The vertical reference line is the aggregate graduation rate of the program, independent of race/ethnicity and sex. A missing data marker or missing group indicates the number of graduates was below the threshold set to preserve anonymity—largely an artifact of applying these groupings to practice data.
ggplot(DT, aes(x = rate, y = people)) +
facet_wrap(vars(program), ncol = 1, as.table = FALSE) +
geom_vline(aes(xintercept = program_rate), linetype = 2, color = "gray60") +
geom_point() +
labs(x = "Graduation rate (%)", y = "") +
scale_x_continuous(limits = c(20, 90), breaks = seq(0, 100, 10))
Table
Results table. Code adapted from Multiway data and charts.
# Select variables and remove factors
display_table <- copy(DT)
display_table <- display_table[, .(program, people, rate)]
display_table[, people := as.character(people)]
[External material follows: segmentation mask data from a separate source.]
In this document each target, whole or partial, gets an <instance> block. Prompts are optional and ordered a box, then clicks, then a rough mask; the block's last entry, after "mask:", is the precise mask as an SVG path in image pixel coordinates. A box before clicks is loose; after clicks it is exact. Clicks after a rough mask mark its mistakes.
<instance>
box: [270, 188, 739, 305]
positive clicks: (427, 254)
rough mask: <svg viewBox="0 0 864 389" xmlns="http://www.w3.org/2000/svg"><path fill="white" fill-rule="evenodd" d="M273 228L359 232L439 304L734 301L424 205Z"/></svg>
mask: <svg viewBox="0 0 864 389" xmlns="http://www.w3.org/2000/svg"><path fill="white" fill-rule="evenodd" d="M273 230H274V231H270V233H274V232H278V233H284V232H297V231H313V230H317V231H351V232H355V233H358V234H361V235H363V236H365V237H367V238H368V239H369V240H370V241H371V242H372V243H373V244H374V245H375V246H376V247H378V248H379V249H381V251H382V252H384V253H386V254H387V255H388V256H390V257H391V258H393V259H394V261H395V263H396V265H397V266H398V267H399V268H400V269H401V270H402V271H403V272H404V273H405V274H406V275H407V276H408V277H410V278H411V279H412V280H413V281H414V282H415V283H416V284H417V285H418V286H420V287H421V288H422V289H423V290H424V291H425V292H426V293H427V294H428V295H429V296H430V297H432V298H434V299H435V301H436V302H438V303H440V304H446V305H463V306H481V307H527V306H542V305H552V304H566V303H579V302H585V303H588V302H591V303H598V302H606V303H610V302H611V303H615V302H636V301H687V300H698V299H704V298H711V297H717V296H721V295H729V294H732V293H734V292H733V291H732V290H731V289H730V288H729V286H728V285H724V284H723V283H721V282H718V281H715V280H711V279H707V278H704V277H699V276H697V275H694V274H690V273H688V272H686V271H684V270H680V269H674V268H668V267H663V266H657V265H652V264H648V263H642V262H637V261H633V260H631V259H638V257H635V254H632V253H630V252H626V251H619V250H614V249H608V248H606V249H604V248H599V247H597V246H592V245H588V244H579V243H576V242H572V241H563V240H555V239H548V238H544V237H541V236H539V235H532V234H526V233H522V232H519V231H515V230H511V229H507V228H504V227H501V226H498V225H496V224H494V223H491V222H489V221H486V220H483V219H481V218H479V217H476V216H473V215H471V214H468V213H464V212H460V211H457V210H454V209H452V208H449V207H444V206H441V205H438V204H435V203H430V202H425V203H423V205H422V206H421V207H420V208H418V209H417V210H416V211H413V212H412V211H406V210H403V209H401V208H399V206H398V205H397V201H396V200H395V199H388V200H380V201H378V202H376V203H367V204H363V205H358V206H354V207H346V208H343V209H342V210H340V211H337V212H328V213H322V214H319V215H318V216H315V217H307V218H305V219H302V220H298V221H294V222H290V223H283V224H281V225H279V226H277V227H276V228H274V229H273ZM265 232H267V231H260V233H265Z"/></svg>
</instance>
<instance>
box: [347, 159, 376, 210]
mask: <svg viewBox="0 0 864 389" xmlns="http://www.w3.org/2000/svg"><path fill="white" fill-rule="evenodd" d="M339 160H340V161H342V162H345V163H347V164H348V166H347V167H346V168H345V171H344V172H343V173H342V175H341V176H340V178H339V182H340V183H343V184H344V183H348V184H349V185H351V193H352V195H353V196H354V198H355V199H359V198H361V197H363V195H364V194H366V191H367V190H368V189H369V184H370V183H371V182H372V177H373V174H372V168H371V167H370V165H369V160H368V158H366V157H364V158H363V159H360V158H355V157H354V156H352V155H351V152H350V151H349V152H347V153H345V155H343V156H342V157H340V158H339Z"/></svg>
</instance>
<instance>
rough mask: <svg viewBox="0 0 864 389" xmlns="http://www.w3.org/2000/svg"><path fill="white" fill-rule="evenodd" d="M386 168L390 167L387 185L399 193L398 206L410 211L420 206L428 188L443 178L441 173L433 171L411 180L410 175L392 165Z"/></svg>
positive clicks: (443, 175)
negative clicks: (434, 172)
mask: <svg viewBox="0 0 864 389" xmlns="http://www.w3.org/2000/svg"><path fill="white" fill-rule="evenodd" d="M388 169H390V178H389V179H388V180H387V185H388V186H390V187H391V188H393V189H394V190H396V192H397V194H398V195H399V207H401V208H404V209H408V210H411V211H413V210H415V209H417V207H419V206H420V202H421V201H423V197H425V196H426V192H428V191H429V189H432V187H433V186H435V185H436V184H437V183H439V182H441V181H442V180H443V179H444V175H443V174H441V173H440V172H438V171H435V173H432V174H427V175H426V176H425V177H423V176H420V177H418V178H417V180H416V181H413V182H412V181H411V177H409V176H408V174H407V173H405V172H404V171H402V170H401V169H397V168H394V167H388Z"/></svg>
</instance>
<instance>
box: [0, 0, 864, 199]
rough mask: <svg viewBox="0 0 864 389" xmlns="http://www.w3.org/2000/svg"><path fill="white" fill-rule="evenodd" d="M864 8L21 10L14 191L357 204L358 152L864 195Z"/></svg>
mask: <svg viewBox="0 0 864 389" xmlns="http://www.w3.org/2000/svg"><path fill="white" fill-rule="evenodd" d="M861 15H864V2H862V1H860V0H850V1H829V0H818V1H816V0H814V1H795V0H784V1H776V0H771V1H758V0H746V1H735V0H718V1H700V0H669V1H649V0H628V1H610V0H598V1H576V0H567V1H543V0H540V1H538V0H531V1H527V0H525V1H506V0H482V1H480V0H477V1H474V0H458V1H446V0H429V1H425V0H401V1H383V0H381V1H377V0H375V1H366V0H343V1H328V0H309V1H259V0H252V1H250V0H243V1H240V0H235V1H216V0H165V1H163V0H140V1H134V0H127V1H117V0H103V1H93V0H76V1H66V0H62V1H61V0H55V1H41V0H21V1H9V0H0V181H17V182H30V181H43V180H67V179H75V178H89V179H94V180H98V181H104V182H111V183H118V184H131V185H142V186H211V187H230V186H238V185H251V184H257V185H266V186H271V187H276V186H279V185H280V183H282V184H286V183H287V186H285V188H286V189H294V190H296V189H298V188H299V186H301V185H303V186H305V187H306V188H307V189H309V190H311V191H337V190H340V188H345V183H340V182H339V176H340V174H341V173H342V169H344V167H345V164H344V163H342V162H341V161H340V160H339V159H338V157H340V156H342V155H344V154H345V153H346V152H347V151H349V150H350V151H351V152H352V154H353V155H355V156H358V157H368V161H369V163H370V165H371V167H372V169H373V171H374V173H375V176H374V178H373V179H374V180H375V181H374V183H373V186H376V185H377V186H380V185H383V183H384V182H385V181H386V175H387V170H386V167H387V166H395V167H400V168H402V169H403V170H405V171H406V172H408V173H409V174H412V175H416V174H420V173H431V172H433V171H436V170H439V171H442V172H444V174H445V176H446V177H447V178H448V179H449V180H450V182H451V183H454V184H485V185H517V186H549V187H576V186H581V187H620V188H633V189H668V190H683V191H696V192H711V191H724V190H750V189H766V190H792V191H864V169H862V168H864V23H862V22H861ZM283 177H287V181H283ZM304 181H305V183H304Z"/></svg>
display_table[, program := as.character(program)]
# Construct table
display_table <- dcast(display_table, people ~ program, value.var = "rate")
setnames(display_table,
old = c("people"),
new = c("People"),
skip_absent = TRUE
)
display_table
#> Key: <People>
#> People Civil Electrical Industrial/Systems Mechanical
#> <char> <num> <num> <num> <num>
#> 1: Asian Female NA 33.3 NA NA
#> 2: Asian Male 52.9 41.2 42.9 59.3
#> 3: Black Male NA 20.7 NA 33.3
#> 4: Hispanic Female NA NA NA 71.4
#> 5: Hispanic Male 27.8 34.3 NA 35.4
#> 6: International Female 50.0 NA NA NA
#> 7: International Male 50.0 39.7 47.1 42.3
#> 8: Other/Unknown Male 27.3 31.0 NA 45.3
#> 9: White Female 46.5 41.9 47.7 48.6
#> 10: White Male 48.3 41.1 49.3 46.2
(Optional) Format the table nearer to publication quality. Here I use the ‘gt’ package.
library(gt)
display_table |>
gt() |>
tab_caption("Table 2: Graduation rates (%) of four Engineering majors") |>
tab_options(table.font.size = "small") |>
opt_stylize(style = 1, color = "gray") |>
tab_style(
style = list(cell_fill(color = "#c7eae5")),
locations = cells_column_labels(columns = everything())
)
People | Civil | Electrical | Industrial/Systems | Mechanical |
---|---|---|---|---|
Asian Female | NA | 33.3 | NA | NA |
Asian Male | 52.9 | 41.2 | 42.9 | 59.3 |
Black Male | NA | 20.7 | NA | 33.3 |
Hispanic Female | NA | NA | NA | 71.4 |
Hispanic Male | 27.8 | 34.3 | NA | 35.4 |
International Female | 50.0 | NA | NA | NA |
International Male | 50.0 | 39.7 | 47.1 | 42.3 |
Other/Unknown Male | 27.3 | 31.0 | NA | 45.3 |
White Female | 46.5 | 41.9 | 47.7 | 48.6 |
White Male | 48.3 | 41.1 | 49.3 | 46.2 |
A value of NA indicates a group removed because the number of graduates was below the threshold set to preserve anonymity. As noted earlier, these are largely an artifact of applying these groupings to practice data.